Data on demographic and personal characteristics, clinical factors, COVID-19-related stressors, and religious coping of the participants were collected by administering a self-reported questionnaire. The questionnaire was constructed based on the information from previous studies on the psychological impact of infection epidemics among the general population, such as SARS and Middle East respiratory syndrome (MERS) [13,14,15,16,17,18,19]. The demographic factors and personal characteristics (e.g., age, gender, marital status, education status, and living arrangements during the pandemic), clinical factors (e.g., pre-existing history of medical illness and psychiatric illness), and epidemic-related stressors (e.g., worrying about family during the pandemic, frustration because of loss of daily routine during the pandemic, feeling stress because annual leave was frozen during the pandemic, average working hours per week during the pandemic, fear of frequent exposure to COVID-19 patients, and having a history of quarantine after coming into close contact with infected patients) found to be associated with psychological complications during the SARS and MERS epidemics in previous studies were included in the self-reported questionnaire. The questionnaire was not fully validated, but it was constructed by a group of experts comprising four psychiatrists, one psychologist, and one public health specialist; this was done based on data from previous studies of the psychological complications during the SARS and MERS epidemics to ensure content validity. In addition, the questionnaire was tested for 20 university healthcare workers online and then assessed for the comprehensiveness of the sentence structures, words, and instructions, as well as its semantic quality and the appropriateness of the duration of administration; this was done to ensure face validity before it was used in this study. The participants were also administered the Malay version of the Multidimensional Scale of Perceived Social Support (MSPSS) to assess the degree of perceived social support, as well as the Malay version of the 21-item Depression, Anxiety, and Stress Scale (DASS-21) to evaluate depression, anxiety, and stress.

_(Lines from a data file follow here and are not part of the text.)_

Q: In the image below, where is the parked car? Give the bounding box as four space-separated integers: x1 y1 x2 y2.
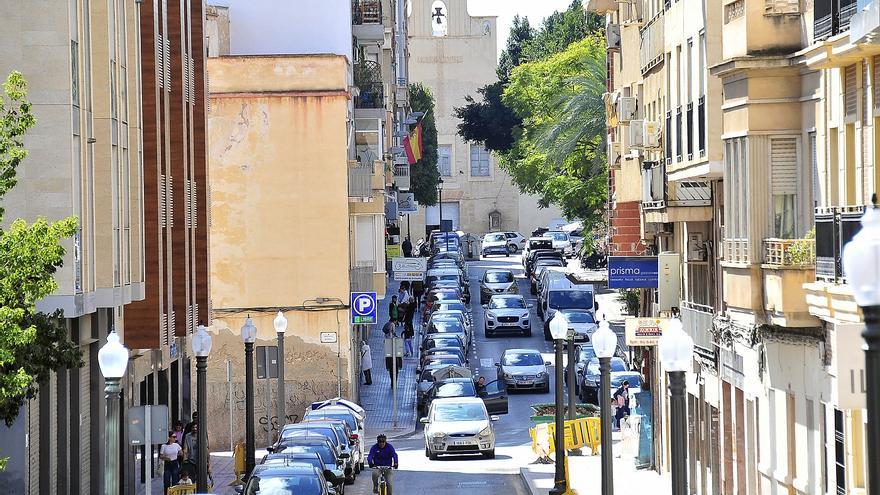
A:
483 295 532 337
579 356 628 404
495 349 550 393
480 232 517 256
235 463 330 495
421 397 498 460
480 270 519 304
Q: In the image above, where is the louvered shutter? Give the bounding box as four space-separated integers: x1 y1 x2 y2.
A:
770 137 797 195
843 64 859 117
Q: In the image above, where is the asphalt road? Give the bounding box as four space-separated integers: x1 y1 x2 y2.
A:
346 256 616 495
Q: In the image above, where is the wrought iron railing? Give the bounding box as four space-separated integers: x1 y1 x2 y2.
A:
764 238 816 267
351 0 382 25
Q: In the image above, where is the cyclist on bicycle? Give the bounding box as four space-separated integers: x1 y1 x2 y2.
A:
367 434 397 495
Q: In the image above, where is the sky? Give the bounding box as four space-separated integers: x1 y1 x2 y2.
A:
468 0 571 55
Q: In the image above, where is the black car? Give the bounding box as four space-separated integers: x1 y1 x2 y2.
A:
578 356 629 404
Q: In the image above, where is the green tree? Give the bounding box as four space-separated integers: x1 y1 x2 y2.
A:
409 83 440 206
0 72 82 442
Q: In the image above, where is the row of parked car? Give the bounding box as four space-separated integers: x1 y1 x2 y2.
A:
236 398 367 495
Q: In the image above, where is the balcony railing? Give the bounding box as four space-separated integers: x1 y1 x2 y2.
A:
351 0 382 25
348 262 376 292
354 60 385 108
724 239 749 263
348 165 373 198
815 206 865 283
764 238 816 268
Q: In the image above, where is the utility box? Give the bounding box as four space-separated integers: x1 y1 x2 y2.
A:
657 253 681 311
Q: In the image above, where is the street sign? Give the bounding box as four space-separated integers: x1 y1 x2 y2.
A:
391 258 428 282
351 292 379 325
626 318 669 346
128 405 171 445
608 256 659 289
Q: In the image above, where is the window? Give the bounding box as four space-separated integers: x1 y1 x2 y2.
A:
437 145 452 177
471 146 489 177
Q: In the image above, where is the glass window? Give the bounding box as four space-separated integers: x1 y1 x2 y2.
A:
471 146 489 177
437 145 452 177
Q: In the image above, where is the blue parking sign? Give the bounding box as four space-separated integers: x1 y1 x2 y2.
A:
351 292 379 325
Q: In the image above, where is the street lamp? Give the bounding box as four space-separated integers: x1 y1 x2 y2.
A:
192 322 211 493
98 330 128 495
843 193 880 489
274 311 287 435
241 315 257 477
550 311 571 495
660 318 694 495
593 315 617 495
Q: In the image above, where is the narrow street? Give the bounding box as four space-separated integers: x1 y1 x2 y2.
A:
346 255 623 495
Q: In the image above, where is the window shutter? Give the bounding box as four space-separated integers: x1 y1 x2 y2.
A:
843 64 859 117
770 137 797 195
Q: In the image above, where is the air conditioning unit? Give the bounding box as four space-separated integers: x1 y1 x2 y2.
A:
629 119 645 148
605 23 620 50
617 96 637 122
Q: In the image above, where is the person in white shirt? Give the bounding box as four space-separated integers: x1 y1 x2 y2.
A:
159 431 183 493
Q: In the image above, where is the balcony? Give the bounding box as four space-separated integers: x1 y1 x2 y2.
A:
815 206 865 284
639 12 664 75
354 60 385 108
761 239 819 327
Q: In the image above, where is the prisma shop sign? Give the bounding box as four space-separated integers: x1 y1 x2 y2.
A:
608 256 659 289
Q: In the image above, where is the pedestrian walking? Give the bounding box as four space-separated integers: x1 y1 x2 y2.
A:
361 341 373 385
159 430 183 494
613 380 629 428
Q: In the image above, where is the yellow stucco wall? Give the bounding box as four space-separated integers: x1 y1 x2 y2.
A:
208 55 352 443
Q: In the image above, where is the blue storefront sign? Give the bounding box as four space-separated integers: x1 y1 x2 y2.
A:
608 256 659 289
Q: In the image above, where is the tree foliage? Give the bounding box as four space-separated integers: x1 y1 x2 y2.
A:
409 83 440 206
0 72 82 432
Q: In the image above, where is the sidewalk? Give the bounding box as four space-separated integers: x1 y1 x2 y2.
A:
361 281 422 438
520 432 672 495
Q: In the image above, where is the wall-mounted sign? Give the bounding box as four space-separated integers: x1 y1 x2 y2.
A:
608 256 659 289
626 318 669 346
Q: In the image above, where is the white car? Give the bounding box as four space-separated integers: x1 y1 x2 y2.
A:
544 230 571 256
421 397 498 460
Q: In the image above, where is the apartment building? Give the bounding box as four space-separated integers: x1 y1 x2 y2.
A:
587 0 868 494
0 0 148 494
208 0 409 446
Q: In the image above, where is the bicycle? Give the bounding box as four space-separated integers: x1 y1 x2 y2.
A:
373 466 391 495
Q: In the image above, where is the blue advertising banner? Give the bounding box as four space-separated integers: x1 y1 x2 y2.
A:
608 256 660 289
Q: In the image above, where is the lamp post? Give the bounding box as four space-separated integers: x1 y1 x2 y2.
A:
593 316 617 495
550 311 568 495
659 318 694 495
192 323 211 493
274 311 287 435
843 193 880 491
98 330 128 495
241 315 257 477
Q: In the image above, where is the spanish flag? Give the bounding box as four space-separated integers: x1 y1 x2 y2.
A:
403 122 422 165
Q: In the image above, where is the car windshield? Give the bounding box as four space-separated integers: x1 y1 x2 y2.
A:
244 473 324 495
486 272 513 284
587 358 627 375
489 297 526 309
501 352 544 366
565 311 596 323
435 380 477 398
434 402 488 421
547 290 593 309
611 375 642 388
305 410 357 430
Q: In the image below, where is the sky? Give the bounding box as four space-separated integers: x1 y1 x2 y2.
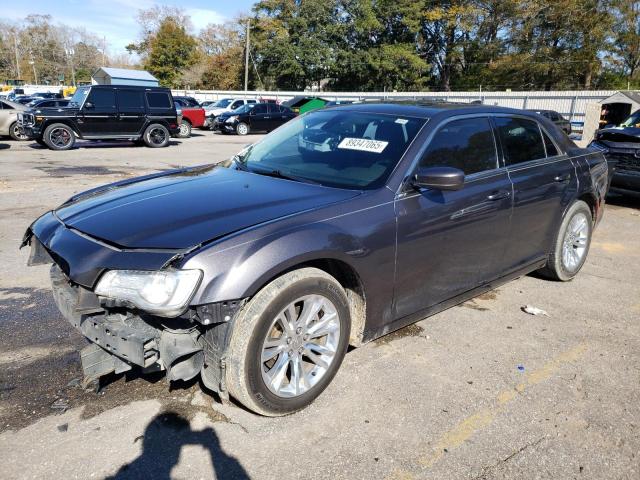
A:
0 0 255 54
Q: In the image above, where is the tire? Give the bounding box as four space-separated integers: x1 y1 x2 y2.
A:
42 123 76 151
226 268 351 416
538 200 593 282
236 122 249 135
9 122 29 142
178 119 191 138
142 123 170 148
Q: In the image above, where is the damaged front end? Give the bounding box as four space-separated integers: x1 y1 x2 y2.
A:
23 213 245 399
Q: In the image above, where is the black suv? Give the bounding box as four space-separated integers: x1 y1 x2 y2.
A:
18 85 181 150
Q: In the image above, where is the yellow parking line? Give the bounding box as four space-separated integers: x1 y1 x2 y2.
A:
386 343 587 480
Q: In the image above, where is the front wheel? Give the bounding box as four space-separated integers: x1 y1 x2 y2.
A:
9 122 29 141
226 268 351 416
178 119 191 138
142 123 170 148
540 200 593 282
236 122 249 135
42 123 76 150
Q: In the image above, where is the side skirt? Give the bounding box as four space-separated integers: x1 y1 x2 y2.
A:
362 257 547 344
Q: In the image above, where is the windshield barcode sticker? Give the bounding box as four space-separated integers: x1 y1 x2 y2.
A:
338 137 389 153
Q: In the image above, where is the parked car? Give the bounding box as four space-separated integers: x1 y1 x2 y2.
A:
205 98 256 128
213 103 296 135
173 97 205 138
18 85 181 150
23 104 607 415
0 100 27 140
532 110 571 135
26 98 69 110
589 110 640 192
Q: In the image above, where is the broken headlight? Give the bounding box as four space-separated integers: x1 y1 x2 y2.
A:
95 270 202 317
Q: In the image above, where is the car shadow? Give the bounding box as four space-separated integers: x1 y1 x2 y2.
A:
606 187 640 210
107 411 250 480
29 139 182 151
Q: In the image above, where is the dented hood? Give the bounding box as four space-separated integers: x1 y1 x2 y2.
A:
55 167 358 249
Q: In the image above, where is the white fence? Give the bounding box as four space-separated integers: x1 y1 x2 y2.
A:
173 90 616 130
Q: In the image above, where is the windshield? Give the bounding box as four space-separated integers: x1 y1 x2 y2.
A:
235 110 426 190
620 110 640 128
69 87 89 107
214 98 233 108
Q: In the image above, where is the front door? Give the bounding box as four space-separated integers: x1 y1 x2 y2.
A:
394 117 512 318
78 87 118 137
117 88 145 136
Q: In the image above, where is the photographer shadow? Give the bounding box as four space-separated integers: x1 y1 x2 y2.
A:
107 412 249 480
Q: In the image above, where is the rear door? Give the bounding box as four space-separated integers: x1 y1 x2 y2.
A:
395 116 512 318
118 88 145 135
78 87 118 137
493 116 578 269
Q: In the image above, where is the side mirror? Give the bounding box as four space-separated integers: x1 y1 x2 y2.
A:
411 167 464 190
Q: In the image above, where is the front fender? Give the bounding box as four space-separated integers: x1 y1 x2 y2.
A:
183 223 365 305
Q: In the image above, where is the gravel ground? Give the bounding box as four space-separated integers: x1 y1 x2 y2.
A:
0 132 640 480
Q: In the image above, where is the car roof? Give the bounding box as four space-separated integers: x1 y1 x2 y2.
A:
323 100 526 119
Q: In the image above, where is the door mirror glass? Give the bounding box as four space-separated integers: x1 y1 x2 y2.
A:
411 167 464 190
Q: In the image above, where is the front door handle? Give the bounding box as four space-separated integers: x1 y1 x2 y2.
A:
487 190 511 202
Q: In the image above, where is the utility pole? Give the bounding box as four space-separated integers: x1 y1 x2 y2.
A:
244 18 250 98
13 31 22 79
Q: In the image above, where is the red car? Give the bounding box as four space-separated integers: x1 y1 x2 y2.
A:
173 97 205 138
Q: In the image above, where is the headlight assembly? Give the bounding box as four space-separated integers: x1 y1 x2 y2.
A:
95 270 202 317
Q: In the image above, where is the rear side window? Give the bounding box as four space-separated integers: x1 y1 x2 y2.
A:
494 117 545 165
147 92 171 108
85 88 116 112
420 118 498 175
118 90 144 112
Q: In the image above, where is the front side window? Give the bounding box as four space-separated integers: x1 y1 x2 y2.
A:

2.2.1. Demographic and Personal Characteristics

Data on demographic characteristics, such as age, gender, marital status, education status, and religion, were collected. Personal characteristics, such as the number of children the participant had and living arrangements during the COVID-19 pandemic, were also recorded. The description of all the variables and categorization of the groupings are illustrated in Table 1.

2.2.2. Clinical Factors

We collected data on two clinical factors, which were a pre-existing history of medical illness and a pre-existing history of psychiatric illness. Pre-existing medical illness was documented as a self-reported physician diagnosis of hypertension, diabetes, chronic lung disease, heart disease, endocrine diseases, central nervous system diseases, renal diseases, gynecological and genitourinary tract diseases, or cancer. Pre-existing psychiatric illness involved a self-reported psychiatrist diagnosis of depression and anxiety disorders. The description of all the variables and categorization of the groupings are presented in Table 1.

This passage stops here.